Ancak bu olayın gerek Almanya, gerekse Türkiye medyasında veriliş biçimlerine ve her iki ülke politikacılarının verdikleri tepkilere değinmeden edemeyeceğim. Öncelikle göze çarpan, tuhaf bir tutum. "Aman, inşallah ırkçı saldırı değildir" beklentisi hayli yaygın. Sayıları her yıl binleri aşan ırkçı saldırıların vuku bulduğu bir ülkede yaşıyoruz. Ölümle sonuçlanmayan ırkçı saldırılar haber değeri dahi bulamaz, Mölln, Solingen veya Hünxe’de olduğu gibi insanların bilerek katledildiği saldırılar unutturulmaya çalışılırken, bu beklenti tuhaf değil de nedir?
Almanya
Çoğunluk toplumu ve medyada bu olayla ilgili olarak söylenenler, her dramatik olay sonrasında söylenenlerden farklı değil. Aslında sonradan olacaklar şimdiden belli: Kundaklama değilse "üzücü olay". Eğer gerçekten yangında ırkçı saldırganların parmağı varsa, saldırı her zamanki gibi bireyselleştirilerek, "ırkçılık batağına saplanmış" bazı akılsız gençlerin münferit olayı olduğu söylenecek ve ardından da, sosyopedagojik yöntemlerle bu gençlerin bataklıktan nasıl kurtarılabileceği tartışılacaktır. Mağdur–suçlu ilişkisi ters yüz edilip, göçmenlerin varlığı ırkçılığın nedeni olarak gösterilecektir. Birkaç hafta sonra da olay unutulacak, olan yaşamlarını yitirenler ile onların acılarını çekenlere olacaktır. Yani süreç her zamanki çizgisini izleyecektir.

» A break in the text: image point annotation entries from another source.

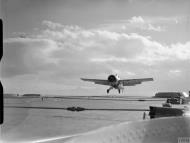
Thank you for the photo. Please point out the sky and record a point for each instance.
(49, 45)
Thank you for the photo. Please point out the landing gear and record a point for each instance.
(108, 90)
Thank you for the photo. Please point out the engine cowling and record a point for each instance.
(112, 78)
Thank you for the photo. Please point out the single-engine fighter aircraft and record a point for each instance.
(115, 82)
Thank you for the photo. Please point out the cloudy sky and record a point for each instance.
(49, 45)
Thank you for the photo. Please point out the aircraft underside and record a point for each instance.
(118, 88)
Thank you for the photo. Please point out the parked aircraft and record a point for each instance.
(115, 82)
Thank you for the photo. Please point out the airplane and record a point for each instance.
(114, 81)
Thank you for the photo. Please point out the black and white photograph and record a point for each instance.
(95, 71)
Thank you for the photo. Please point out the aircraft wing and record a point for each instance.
(132, 82)
(97, 81)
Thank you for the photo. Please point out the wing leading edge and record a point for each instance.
(97, 81)
(132, 82)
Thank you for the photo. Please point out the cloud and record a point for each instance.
(62, 54)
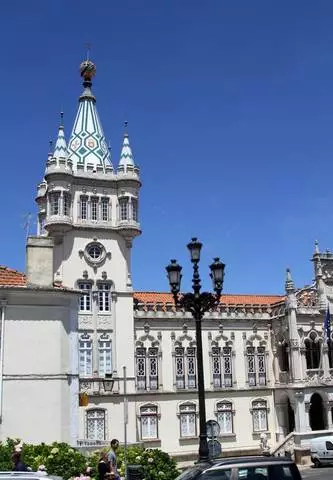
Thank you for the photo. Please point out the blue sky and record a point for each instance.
(230, 110)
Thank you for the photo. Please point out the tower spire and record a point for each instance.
(126, 155)
(60, 149)
(87, 147)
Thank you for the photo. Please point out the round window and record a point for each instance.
(94, 252)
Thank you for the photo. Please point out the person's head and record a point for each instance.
(114, 444)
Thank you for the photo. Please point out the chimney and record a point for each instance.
(39, 261)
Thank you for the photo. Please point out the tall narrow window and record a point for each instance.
(85, 298)
(312, 351)
(261, 365)
(94, 208)
(84, 207)
(153, 368)
(141, 368)
(55, 203)
(123, 206)
(85, 356)
(216, 361)
(104, 356)
(149, 422)
(188, 420)
(104, 297)
(96, 424)
(259, 413)
(180, 367)
(191, 367)
(134, 209)
(251, 366)
(105, 209)
(67, 204)
(227, 367)
(224, 417)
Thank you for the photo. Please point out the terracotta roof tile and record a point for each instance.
(226, 299)
(8, 276)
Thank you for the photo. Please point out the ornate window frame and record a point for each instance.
(139, 415)
(95, 410)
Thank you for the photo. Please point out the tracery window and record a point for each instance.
(95, 420)
(312, 351)
(104, 303)
(147, 368)
(134, 209)
(94, 208)
(67, 203)
(259, 414)
(256, 365)
(83, 207)
(85, 356)
(54, 203)
(123, 207)
(222, 367)
(186, 367)
(105, 209)
(104, 356)
(149, 422)
(224, 416)
(85, 298)
(188, 420)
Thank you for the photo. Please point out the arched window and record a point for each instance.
(259, 414)
(85, 356)
(312, 351)
(95, 424)
(224, 416)
(188, 420)
(149, 422)
(283, 355)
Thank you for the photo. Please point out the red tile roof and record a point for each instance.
(8, 276)
(226, 299)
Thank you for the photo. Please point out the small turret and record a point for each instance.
(60, 149)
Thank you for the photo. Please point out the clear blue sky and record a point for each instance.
(230, 110)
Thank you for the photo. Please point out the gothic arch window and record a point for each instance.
(96, 424)
(104, 355)
(224, 416)
(222, 367)
(187, 413)
(283, 356)
(259, 412)
(312, 350)
(255, 355)
(148, 417)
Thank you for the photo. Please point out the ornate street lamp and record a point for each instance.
(108, 382)
(198, 303)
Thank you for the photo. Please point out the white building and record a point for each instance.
(264, 371)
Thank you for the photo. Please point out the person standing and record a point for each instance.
(112, 458)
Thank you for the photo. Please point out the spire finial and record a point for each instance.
(316, 247)
(289, 285)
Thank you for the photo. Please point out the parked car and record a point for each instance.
(322, 450)
(244, 468)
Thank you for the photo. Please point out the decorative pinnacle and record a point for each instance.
(289, 285)
(316, 247)
(87, 70)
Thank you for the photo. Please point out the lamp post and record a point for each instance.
(198, 303)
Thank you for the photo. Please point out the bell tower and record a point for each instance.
(90, 210)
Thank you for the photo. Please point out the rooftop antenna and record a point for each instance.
(88, 47)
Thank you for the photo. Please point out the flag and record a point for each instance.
(327, 325)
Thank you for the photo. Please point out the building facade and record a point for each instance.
(268, 369)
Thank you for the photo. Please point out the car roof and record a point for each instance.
(250, 459)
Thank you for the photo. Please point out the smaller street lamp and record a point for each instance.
(198, 303)
(108, 382)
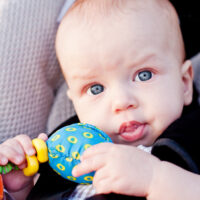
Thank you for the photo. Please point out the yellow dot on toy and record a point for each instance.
(60, 166)
(76, 155)
(60, 148)
(71, 178)
(72, 139)
(70, 129)
(53, 156)
(88, 135)
(55, 138)
(88, 178)
(86, 146)
(69, 159)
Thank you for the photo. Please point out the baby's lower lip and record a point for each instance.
(132, 131)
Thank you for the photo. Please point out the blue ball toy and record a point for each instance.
(66, 146)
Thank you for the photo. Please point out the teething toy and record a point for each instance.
(65, 148)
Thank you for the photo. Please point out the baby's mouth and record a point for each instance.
(131, 131)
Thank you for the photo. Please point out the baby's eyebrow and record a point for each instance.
(84, 76)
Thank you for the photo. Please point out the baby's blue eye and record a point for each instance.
(144, 76)
(95, 89)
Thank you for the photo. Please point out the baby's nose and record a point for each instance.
(124, 101)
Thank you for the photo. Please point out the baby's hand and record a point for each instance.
(14, 150)
(119, 169)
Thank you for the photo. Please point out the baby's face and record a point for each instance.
(125, 77)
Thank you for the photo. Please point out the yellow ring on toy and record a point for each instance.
(41, 149)
(32, 166)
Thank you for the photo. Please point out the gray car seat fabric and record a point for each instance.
(196, 66)
(29, 72)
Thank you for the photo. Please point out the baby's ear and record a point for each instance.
(187, 77)
(69, 94)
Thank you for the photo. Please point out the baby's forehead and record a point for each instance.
(89, 15)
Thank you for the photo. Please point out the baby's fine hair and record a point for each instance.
(90, 12)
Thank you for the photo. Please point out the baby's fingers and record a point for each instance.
(43, 136)
(10, 153)
(89, 165)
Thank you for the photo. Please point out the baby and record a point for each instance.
(125, 67)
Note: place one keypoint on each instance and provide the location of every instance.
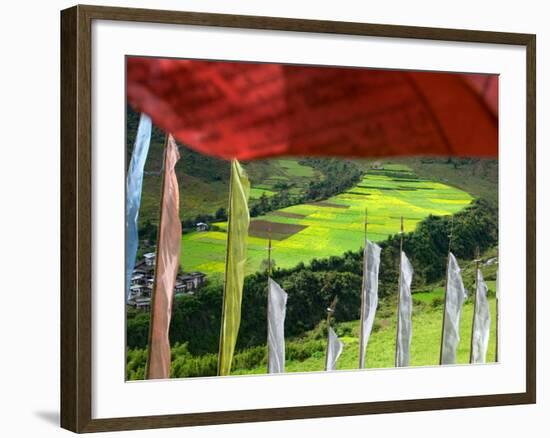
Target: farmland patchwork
(303, 232)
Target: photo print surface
(284, 218)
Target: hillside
(307, 352)
(204, 180)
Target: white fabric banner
(454, 298)
(276, 312)
(404, 316)
(371, 265)
(482, 322)
(334, 349)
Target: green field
(425, 343)
(333, 226)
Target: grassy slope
(425, 343)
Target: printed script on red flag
(252, 110)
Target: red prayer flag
(251, 110)
(167, 264)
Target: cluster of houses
(141, 287)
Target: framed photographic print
(268, 218)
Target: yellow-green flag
(237, 233)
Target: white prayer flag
(404, 317)
(482, 322)
(371, 265)
(454, 298)
(334, 349)
(276, 310)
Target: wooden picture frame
(76, 217)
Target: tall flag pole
(477, 260)
(455, 295)
(404, 308)
(235, 260)
(334, 345)
(481, 324)
(167, 265)
(134, 183)
(497, 322)
(369, 292)
(276, 312)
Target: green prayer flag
(237, 233)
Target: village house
(149, 258)
(201, 226)
(143, 280)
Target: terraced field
(331, 227)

Irkçılığın toplumun merkezine kökleşmesine neden olan politikaları, ırkçılığın dayandığı egemen üretim, mülkiyet ve güç ilişkilerini skandalize etmek ise sadece marjinal gruplara kalacaktır. Gerçek nedenlerin, yani yangına asıl neden olan kıvılcımın kapitalist sömürü koşullarından çıktığı, kurumsal ve toplumsal dışlama mekanizmalarının ırkçılığı her gün yeniden ürettiği gerçeğinin üstü gene örtülmeye çalışılacaktır.
Türkiye
Türkiye cephesine baktığımızdaysa, gene alışılmış görüntülerle karşılaşıyoruz. Türkiye medyası, Türkiyeli olmayan göçmenler saldırıya uğradıklarında gıkını bile çıkarmazken, ırkçılığı "Türk düşmanlığına" indirgeyerek, kendi ırkçılığına malzeme yapmaktadır. Adının yanıbaşında "Türkiye Türklerindir" ibaresini kullanan gazeteciliğin, "Almanya Almanlarındır söylemi ırkçılıktır" demesi, ne kadar inandırıcı olabilir ki?

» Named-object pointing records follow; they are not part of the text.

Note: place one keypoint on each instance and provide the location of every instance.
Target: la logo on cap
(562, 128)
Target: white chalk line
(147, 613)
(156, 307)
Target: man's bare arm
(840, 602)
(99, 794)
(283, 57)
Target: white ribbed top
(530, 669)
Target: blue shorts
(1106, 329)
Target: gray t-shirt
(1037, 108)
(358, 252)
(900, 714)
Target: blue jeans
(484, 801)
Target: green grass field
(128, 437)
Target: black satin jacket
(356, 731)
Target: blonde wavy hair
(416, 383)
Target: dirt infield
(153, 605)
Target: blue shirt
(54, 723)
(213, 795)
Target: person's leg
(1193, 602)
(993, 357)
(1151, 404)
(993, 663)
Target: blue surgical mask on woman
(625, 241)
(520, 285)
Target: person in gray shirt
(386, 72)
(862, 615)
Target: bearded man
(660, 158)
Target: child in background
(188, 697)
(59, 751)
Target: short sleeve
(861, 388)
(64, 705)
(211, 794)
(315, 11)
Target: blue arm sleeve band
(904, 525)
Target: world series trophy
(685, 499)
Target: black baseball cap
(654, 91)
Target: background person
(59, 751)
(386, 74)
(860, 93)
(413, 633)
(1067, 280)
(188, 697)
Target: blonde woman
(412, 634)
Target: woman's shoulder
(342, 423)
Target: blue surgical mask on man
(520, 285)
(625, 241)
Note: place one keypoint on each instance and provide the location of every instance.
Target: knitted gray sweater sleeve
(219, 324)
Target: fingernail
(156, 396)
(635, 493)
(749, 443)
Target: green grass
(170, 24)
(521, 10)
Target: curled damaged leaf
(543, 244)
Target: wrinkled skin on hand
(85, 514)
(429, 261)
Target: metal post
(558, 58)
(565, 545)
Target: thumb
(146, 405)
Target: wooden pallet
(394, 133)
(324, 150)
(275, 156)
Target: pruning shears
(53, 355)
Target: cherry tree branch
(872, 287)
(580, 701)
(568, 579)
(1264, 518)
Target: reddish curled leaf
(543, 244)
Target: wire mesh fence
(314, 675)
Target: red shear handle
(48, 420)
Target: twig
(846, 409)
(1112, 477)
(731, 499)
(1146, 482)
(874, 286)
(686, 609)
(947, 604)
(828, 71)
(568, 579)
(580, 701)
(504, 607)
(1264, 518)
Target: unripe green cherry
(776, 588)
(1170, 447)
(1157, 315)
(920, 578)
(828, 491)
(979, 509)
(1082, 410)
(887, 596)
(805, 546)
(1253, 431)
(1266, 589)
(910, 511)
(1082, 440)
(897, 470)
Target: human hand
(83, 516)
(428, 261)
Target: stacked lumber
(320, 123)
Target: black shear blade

"Sahibinin sesi" ne ise, "sahibi" de aynısı. Türkiye’den işçi göçü başladığı tarihten beri Türkiyeli göçmenleri "döviz yumurtlayan tavuk", "anavatan" ürünlerini kullanmakla mükellef "tüketici" ve politikalarının gönüllü elçiliğini yapacak "lobi gücü" olarak gören Türkiye egemenleri, her zamanki gibi bu üzücü olaydan da politik prim çıkarmaya çalışıyorlar. Türkiyeli göçmenlerin sosyal, kültürel ve politik sorunlarına kaygısız kalan ve kendi yönetimi altındaki ülkeyi tam anlamıyla bir yangın yerine çeviren Erdoğan’ın, Ludwigshafen’i ziyaret etmek isteyişinin ardında aynı anlayış yatıyor.

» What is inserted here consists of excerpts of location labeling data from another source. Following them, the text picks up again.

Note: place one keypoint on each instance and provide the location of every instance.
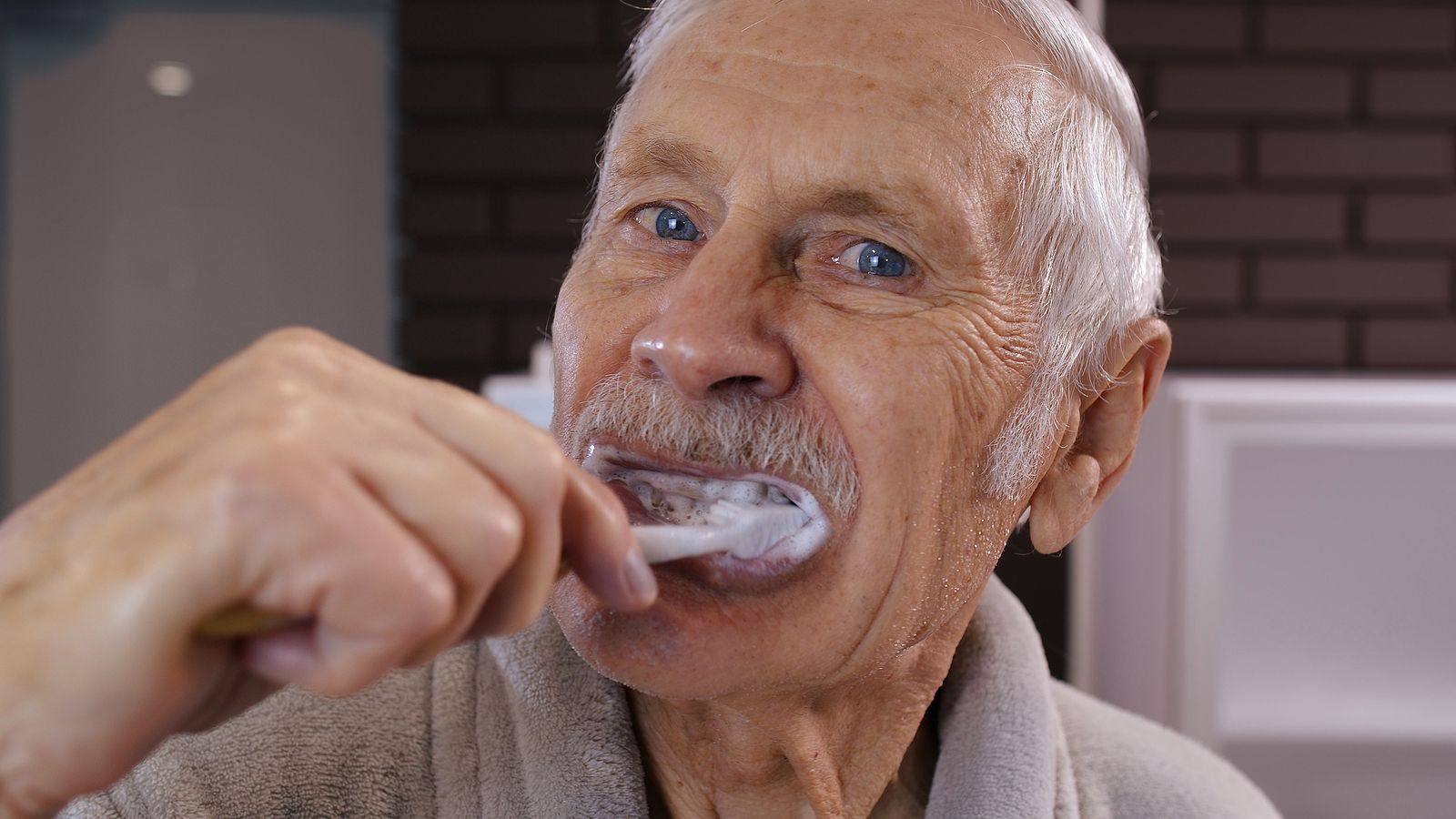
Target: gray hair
(1082, 230)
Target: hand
(393, 516)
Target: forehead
(915, 95)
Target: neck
(855, 749)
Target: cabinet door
(178, 182)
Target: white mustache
(739, 431)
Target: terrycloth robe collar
(1004, 753)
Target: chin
(713, 630)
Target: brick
(484, 276)
(446, 89)
(1414, 92)
(552, 87)
(1210, 280)
(446, 215)
(500, 150)
(500, 25)
(626, 19)
(1412, 219)
(1354, 281)
(448, 339)
(546, 215)
(1358, 155)
(1411, 343)
(1135, 28)
(1249, 217)
(1359, 31)
(524, 325)
(1257, 341)
(1256, 91)
(1194, 153)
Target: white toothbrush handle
(664, 542)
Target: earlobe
(1063, 503)
(1106, 435)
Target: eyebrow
(645, 155)
(859, 203)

Kısacası, Ludwigshafen yangını, yaptıkları yapacaklarının teminatı olan egemenlerin yüzüne ayna tutuyor: Gerçek suçlu sizsiniz! Doğru, genelde cansız bedenlerden ses çıkmaz. Ama bazı cansız bedenler vardır ki, onlar o cansızlıklarında güçlü sesleriyle gerçekleri haykırırlar: "Mölln, Solingen, Rostock, Hünxe...Sivas...Davutpaşa – failleri belli!"